Chief Verdin said It took more than 13 weeks of the spill, for
the local Parish president, the chief executive for the tribal areas,
to meet with tribal leaders.

"From what we understood, they were going to shut us down completely
and have people from other staging areas come here and take our place
at cleaning up our lands," Verdin said. "We could do a lot better job
than if you send somebody else from outside; they come just to do a
cleaning and really don't care about the property. ... They just there
for a dollar, whereas our people are there, we are trying to save our
own land... We're experienced in the marshes."

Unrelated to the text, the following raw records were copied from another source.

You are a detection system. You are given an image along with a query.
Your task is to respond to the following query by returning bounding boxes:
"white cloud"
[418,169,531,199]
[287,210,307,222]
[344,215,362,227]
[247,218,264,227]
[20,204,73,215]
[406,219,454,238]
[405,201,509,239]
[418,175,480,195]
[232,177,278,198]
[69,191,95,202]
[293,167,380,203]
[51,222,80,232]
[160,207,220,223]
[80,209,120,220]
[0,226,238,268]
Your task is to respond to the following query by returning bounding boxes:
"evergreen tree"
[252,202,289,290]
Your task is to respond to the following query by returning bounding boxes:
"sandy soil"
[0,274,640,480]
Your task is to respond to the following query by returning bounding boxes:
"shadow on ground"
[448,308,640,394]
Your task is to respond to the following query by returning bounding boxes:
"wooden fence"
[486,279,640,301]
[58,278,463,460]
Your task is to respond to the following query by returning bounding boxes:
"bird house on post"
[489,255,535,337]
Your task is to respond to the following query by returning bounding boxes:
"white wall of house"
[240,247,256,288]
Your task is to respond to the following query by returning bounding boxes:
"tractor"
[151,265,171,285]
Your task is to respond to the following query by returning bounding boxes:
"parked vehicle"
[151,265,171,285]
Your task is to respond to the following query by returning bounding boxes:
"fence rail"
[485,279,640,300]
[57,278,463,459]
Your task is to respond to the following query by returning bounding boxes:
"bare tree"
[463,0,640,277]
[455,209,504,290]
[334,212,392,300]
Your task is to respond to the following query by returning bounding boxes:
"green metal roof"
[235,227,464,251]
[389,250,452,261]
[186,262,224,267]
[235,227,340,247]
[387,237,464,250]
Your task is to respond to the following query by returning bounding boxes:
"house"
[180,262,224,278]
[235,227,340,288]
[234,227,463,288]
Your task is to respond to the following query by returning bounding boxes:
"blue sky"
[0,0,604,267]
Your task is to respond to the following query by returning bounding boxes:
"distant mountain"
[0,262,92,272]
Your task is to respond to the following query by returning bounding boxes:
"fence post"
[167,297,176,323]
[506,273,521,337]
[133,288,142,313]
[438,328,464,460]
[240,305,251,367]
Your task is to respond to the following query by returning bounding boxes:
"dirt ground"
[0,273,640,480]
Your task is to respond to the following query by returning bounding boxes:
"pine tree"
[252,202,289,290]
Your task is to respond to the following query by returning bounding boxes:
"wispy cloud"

Verdin said the local officials agreed to leave the tribal
staging area open, but he added, "from what I hear him, they are still
watching us close, they're just waiting for us to do any little
mistake, anything wrong. So they will have an excuse to shut us down."

Ferguson said the long
history of racism and exploitation add to the tribe's suspicions. "I
just think it's just a perpetuation of ignoring the Indians; I think
people have that feeling," she said.

Chief Randy Verdun, who
represents the Lafourche Band of Biloxi-Chitimacha, said the Native
peoples in the area are extremely concerned that a "real bad storm"
could bring in more oil and pollute the bayous, essentially putting an
end to a way of life that has gone on for centuries.

"Things are going okay as long as they can collect the oil," Chief
Verdun said. "But if the storms come, that changes all the dynamics of
the situation and the problem that we have. But again, if that oil is
pushed on shore ... the flooding doesn't occur just on the coast it comes
miles in and that oil basically covers hundreds if not thousands of
square miles along the coast. Then, how do you clean that up? "

"It is one thing," said Chief Verdun, "when you can get it while it's
still in the water. But once it's on land that's a massive
undertaking. And again, I think our people will be displaced and be
forced to move, until a time that this stuff is cleaned up.

"And I think in some cases, they'll
say it's not worth it and they'll probably come in and render the
dwellings of our members uninhabitable. And we'll be destroyed."